Yes. Since the Riester pension is made up of untaxed income, the subsequent payments are subject to regular income tax. Thus, pensions are not only taxable at the rate of return (interest), as is the case with pension payments from a private pension insurance scheme, which are not supported by the state. Riester-funded pensions are fully taxable in old age.
For future pensioners, this means that if they have taken out a private pension insurance policy for which they pay contributions from taxed income, they only have to pay tax on the portion of income at retirement age. If, on the other hand, pensioners have chosen an investment form for which they have received state allowances, they must pay tax on the pension at their personal tax rate. And this is dependent on the pensioner's total income. This applies to all subsidized investments, i. e. both for insurance companies and fund or bank savings plans.

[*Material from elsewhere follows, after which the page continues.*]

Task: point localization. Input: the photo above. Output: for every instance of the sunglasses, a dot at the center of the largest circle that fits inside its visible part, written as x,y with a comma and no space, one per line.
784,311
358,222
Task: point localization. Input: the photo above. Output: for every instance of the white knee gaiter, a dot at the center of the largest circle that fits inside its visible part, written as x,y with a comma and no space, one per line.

The good news: no final withholding tax. Although, for example, the gains of conventional fund savings plans have been subject to the flat-rate withholding tax since 2009, Riester fund savings plans are exempt from the flat-rate withholding tax. This also applies to the profits from the other Riester investments. At the beginning of the payout phase, the investor can dispose of the price gains without deduction of the final withholding tax. However, pensions must be taxed at the personal tax rate (post-taxation) which is based on total income.
Wohn-Riester: Complicated taxation. In the case of residentries, the subsequent taxation is applied. The contributions remain tax-free, only the pension itself has to be taxed - with its personal tax rate. And that makes things a bit more complicated for Wohn-Riester: the contributions and allowances, including assumed interest of two percent, are booked to an imaginary "housing promotion account". However, the saver cannot access the account, because the credit recorded there is put into real estate promotion and does not exist in principle any more. At the beginning of the "payout phase", i. e. when the other Riester savers - "conventional" - receive their pension and have to pay tax on this income, the resident priest saver also receives a notice of his tax liability, which has accumulated on the imaginary account in recent years. Then the owner-occupier has the choice: All at once tax, as a reward he gets a discount of 30 percent. Or taxation in stages: over a period of up to 23 years, he can pay his tax liability in installments, just like anyone receiving a regular Riester pension. Here, too, the tax rate is based on the total income of the pensioner.